A Foreign Ministry report has concluded that a Maltese diplomat who served in Tripoli in 1971 was not a mole for the British government.

The report, into the activities of Ives De Barro, was compiled by Cecilia Attard Pirotta, permanent secretary at the Ministry of Foreign Affairs.

The investigation was carried out after local press reports last April, based on documents made public by the British government, alleged that Mr De Barro had given information to the British government in the first months of the Mintoff government.
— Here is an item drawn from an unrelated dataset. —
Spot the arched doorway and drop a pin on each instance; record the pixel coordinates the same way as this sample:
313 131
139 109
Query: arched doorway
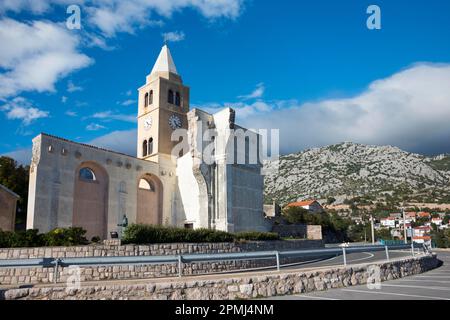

Malta and the UK were at the time in dispute over compensation for British bases in Malta and the Maltese government had been seeking financial assistance from Libya as it threatened to close the bases in Malta.

In a memorandum to Foreign Minister Tonio Borg, tabled in Parliament today, Ms Attard Pirotta said that: “indeed, from all the information gathered, there was not much to report on any deals – secret or otherwise – between the Maltese and Libyan governments, revealed to a country, the UK, with which Malta was in dispute at the time”.

She quoted a September 1971 communication from 10 Downing Street that lamented that “the (British) Prime Minister has noticed from the telegrams that it has not so far been possible to obtain much information from Tripoli about Mr Mintoff’s discussions with Libyan ministers”.

In his defence, Mr De Barro told the Foreign Ministry that the local press reports amounted to “character assassination” and contained “an element of spin and sensationalism together with repetition of the cherry-picking”. He did not deny the substance of the information recorded in the file.

Ms Attard Pirotta said that “from the records released by the Public Records Office in the UK, it does not transpire that Mr De Barro had regular or systematic meetings with British Embassy staff in Tripoli.”

She concluded that “his depiction... as a mole or spy, is not correct”.

Prime Minister Lawrence Gonzi said the government had accepted the conclusions and the recommendations made by Ms Attard Pirotta.